Data—even if it stems from qualitative methodologies and mappings of tacit knowledge—is always codified, which is a form of knowledge that is rational, systematized, and calculable (Huws, 2019). What the advancement of data has done that is most integral in monopoly capitalism is that all non-sleeping time of an individual/population is work time (Smythe, 1977). The modern context of data technology advancing allows for the comprehensive mapping of all life but sleep (in fact, it’s generated an interest both from a corporation and consumer side to map our sleep as well), even if the data may be unreliable, representing a false reality through quantitative means.
Just to clarify, the following uses the term digital labor to refer to the production of content/data by users on digital platforms, not necessarily the exploitative practices that go into producing the technology itself. Now, with an understanding of the audience as a commodity, the main product of any media relationship between consumer and producer, it is well-regarded nowadays that our own digital labor on social media/entertainment platforms is a form of work, albeit an uncompensated one. What is interesting here is to consider the following Marx excerpt:
“in order to oppose their workers, the employers either bring in workers from abroad or else transfer manufacture to countries where there is a cheap labour force.”
This same process of outsourced labor happens on the digital scale, where the majority of social media/digital companies are owned and operated out of the West, with an imperialist-globalist disseminated domination. In the chase for further acquisitions of users and capital, digital media moves not to replace, but to overwhelm its already uncompensated Western laborers with the rest of the world. Capitalism follows the same path regardless if it is real or digital (faux-dichotomy), once it has become mass-adopted and seeped into all the spheres in its current location, it’ll seek further expansion to continue extracting value out of ever-tightening labor value.
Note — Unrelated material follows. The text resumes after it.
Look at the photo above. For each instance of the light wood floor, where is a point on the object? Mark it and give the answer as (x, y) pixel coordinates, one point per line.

The point is that in enough time, social media will lose its Western context in all but its origin. Language is evolving in this global homogeneous context of digital media, even if in its current context it is still intrinsically tied to Western (and really, American) spheres of culture as topics/worldviews of discussion. Textual culture gives way to a visual one, and global homogeneity can only be achieved through the shared sensorial perceptions of visual and auditory stimuli. Not words, but sounds. Companies like Facebook, Google, and Baidu (and really all of them) have been engaging in imperialist practices of spreading their product worldwide to establish a decentralized network. From a purely quantitative aspect, American hegemony in terms of the population of users will give way to the high population centers of areas like the global south (especially countries like India, less so China). The near future will be marked by advancing towards a truly diverse space online, while still homogenizing in its affect. This is not a good thing.
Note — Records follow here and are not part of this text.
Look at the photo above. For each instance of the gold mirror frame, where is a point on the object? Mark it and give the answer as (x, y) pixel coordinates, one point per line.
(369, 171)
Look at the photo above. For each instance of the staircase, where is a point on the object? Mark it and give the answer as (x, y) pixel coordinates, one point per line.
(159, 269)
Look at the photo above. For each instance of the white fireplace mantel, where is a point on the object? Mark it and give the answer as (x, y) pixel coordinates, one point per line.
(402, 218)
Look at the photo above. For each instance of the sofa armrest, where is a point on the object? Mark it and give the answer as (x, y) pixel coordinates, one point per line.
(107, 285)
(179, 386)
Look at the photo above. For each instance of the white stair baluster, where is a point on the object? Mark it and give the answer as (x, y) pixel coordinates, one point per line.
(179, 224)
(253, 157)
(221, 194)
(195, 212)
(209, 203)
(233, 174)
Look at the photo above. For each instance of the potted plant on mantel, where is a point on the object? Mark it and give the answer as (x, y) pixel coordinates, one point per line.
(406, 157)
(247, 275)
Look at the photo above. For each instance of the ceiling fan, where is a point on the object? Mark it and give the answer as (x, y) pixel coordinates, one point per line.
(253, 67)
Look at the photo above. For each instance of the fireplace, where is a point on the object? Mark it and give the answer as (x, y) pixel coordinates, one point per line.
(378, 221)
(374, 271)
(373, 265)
Functioning alongside that is algorithmic curation. The advancements of algorithmic technology in curating feeds for consumption, can be understood as a way of avoiding the mess of interacting with a media sphere that is too schizophrenic, global, and incomprehensible to individuals. The world in the palm of your hand can’t be shown to you in its total depth; information overloads incite fear and negative factors that push away from consumption. It has to be you through the world; Narcissus’s mirror aids you through an information context curated for you. The curation of an algorithm is a curation of you, this is essential in understanding possible proposals for the cause of the exploitation of digital labor.
“It is this continuous embrace of our own technology and daily use that puts us in the narcissist role of subliminal awareness and numbness in relation to these images of ourselves. By continuously embracing technologies, we relate ourselves to them as servomechanisms. That is why we must, to use them at all, serve these objects, these extensions of ourselves, as gods are minor religions” (McLuhan, 1994, p.46)
What drives users’ production on social/digital media is this serving of the media object as gods, which are extensions of ourselves. How does one determine a wage for worship, especially one of a digital kind? The working class in the context of digital labor is a worship class. While not fully removed from any context of the physical and material, the internet functions in this disembodied cyberspace. Baudrillard (1975), in The Mirror of Production, notes that theorists (Marx) need to imagine an understanding of political economy that transcends an understanding of labor that is solely based on the human capacity to produce. It is the relationship between one’s pursuit of entertainment, and the data (capital) extracted from that process that is of focus in regard to digital labor. In life, one does not get mad at the dust mites on skin extracting surplus dead cellulite, because this process is invisible and incomprehensible in its microscopic but mass scale. The Internet’s “free lunch” is free in that regard, and data as a resource is just modernity’s most invisible exploitation, and perhaps most minuscule, at least on a personal level.
References
Baudrillard, J. (1975). The Mirror of Production. Telos Press.
Fuchs, Christian. (2016). Digital labor and imperialism. Monthly Review, 67(8), 14-24.
Huws, Ursula (2019) Labour in Contemporary Capitalism: What Next? London: Palgrave.
McLuhan, M. (1994). Understanding media: The extensions of man (1st MIT Press ed). MIT Press.
Smythe, D. (1977). Communications: Blindspot of Western Marxism. Canadian Journal of Political and Social Theory, 1(3), 1-27.